QUOTE (Yerameyahu @ Aug 4 2010, 03:50 PM)
Mr. Potato Drone!
Chainsaw Samurai, you're totally right. Except we're talking about the Manservant-3.
That's a specific exception for the Otomo. And a good one, because it makes perfect sense. It's designed to *be* a metahuman. As for your kevlar question, the answer has always been 'because those aren't the rules'.
Aren't they? It doesn't mention what vehicle armor is made of, and goes out of the way to mention it is conspicuous unless specifically installing the concealed version.
This goes back to why I am such a fan of having grades for more things than just 'ware. Especially for drones and vehicles. Not all of us want to be high class runners in our pretty looking concealed armor 2068 SUVs, you know. Some of us want to be patrolling around Z-Zones in torn up Jeeps with haphazard machinegun mounts and welded on rusted armor.
Lets warp this another way then. Your players are in a hot pursuit chase, another vehicle pulls alongside and blows out the passenger window with a shotgun. The character grabs a spare vest from the back seat and stuffs it where his window used to be. Do you give him the armor value for the next round coming his way or no?
As far as the Manservant goes, it has a body of 3. This limits it's "vehicle armor" to 9. I'll have to check around through Augmentation some more, but in the long run I don't see any reason why a Manservant should be treated any differently from a cyborg, if I recall they can wear armor as well.
An 'off the shelf" vest should be able to wrap around the torso of the Manservant well enough. Honestly I find more harm in fixing the "flaw" in the manservant's movement than throwing a flak vest on one. This could be perhaps because I am viewing the situation differently, let me try to rephrase the problem.
I believe the issue isn't with throwing a flak vest on a drone that seems anthropomorphic enough to wear one. I think the real issue is how these silly things' base armor works. Work it like Dermal Plating? Work it like Cyberlimb armor? Work it like armor in of it's own right?
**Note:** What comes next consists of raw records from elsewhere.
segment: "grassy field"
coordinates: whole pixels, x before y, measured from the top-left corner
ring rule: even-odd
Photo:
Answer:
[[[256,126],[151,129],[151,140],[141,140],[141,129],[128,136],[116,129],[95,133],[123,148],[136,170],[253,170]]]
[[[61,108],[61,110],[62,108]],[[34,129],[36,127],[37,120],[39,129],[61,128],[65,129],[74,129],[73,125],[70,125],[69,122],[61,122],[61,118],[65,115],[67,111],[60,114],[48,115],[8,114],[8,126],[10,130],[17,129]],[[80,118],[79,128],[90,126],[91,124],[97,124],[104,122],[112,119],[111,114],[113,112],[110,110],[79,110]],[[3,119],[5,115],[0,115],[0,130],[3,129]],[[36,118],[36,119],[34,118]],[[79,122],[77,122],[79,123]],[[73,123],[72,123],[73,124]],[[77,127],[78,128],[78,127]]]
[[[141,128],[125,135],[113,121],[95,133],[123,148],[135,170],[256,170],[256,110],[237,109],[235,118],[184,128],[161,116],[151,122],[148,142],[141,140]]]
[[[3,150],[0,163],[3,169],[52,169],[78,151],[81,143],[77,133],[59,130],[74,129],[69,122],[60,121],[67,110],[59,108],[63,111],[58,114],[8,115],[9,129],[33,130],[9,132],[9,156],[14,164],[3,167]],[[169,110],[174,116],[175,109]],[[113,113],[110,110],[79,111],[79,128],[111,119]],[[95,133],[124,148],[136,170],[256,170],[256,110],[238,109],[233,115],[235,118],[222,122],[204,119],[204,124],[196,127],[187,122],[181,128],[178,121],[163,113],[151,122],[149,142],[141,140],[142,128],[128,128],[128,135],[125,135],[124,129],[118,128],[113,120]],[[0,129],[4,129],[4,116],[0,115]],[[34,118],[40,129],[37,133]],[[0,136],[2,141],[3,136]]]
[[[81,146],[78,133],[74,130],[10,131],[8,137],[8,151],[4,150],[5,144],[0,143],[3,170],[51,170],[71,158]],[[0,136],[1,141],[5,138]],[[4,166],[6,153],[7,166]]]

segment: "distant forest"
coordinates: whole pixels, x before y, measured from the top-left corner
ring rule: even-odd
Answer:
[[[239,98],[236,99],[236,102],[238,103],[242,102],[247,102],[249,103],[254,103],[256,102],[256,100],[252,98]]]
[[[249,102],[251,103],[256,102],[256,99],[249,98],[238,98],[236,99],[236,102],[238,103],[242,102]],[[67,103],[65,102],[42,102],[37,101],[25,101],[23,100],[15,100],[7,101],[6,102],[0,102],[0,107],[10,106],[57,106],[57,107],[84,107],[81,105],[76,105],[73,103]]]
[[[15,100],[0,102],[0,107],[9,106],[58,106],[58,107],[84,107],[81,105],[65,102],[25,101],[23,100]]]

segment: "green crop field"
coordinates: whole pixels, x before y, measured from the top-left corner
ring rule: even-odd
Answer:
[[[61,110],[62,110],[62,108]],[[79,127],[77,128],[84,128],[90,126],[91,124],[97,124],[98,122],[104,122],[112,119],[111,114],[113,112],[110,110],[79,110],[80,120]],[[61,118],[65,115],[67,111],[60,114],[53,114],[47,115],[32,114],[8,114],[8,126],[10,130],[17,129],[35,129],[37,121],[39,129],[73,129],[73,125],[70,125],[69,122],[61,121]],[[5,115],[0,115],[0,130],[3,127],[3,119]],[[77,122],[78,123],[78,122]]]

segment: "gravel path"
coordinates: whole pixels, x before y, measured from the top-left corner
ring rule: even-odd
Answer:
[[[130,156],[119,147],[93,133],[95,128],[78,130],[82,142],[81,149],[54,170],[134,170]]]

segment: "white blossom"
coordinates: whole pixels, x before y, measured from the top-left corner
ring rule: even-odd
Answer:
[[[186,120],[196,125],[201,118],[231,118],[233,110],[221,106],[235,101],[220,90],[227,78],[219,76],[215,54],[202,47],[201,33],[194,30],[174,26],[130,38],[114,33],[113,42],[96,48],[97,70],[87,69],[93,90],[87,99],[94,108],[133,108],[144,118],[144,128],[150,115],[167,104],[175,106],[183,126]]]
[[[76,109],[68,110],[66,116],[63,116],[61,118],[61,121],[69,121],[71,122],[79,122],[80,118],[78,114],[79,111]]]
Clearly I believe that the Otomo and Manservant should be able to wear armor (Otomo espescially obviously, they seem to be going for a GITS cyborg body feeling there). What I think the devs should have done is throw in a couple simple sentences fleshing out how much armor one of these anthro'borgs can have on them and to what extent it does stack. To illustrate my point, I can throw 3x the car's body worth of armor into it and the wheels still spin, the car still moves. Same for a helicopter, there 3x it's body is perfectly conceivable to have the rotors keep spinning. However, how much armor can you stuff under the skin of a skinny Japanese love-bot-girl before her arms, legs, and waist are incapable of moving like a person? Same for the manservant who's funky limb positioning seems like it would be hindered by a lot of armor (as it's already hindered by design especially).
I think this is clearly a case of Developer oversight in not making different vehicle/bot/borg body-armor ratios for anthroforms of any type.
Another thing that may have been missed: While the Otomo can wear people armor, and is developed as such for it, it can still augment the body like cyberlimbs. No problem so far, problem comes to the fact that you can technically do all of that AND it still has 6 modslots available for someone to continue to add drone/vehicle mods. This is obviously a bit of an issue when your 4'10" blank staring Korean luv-doll is loaded with more armor than most tanks and a pair of cyberguns to match the caliber of those Dcups.
Stuff like this makes me wonder how much actual play testing has been done. Obviously there are several cases in these corebooks where RAW and what one would reasonably assume is RAI are pretty distant. Lots of holes.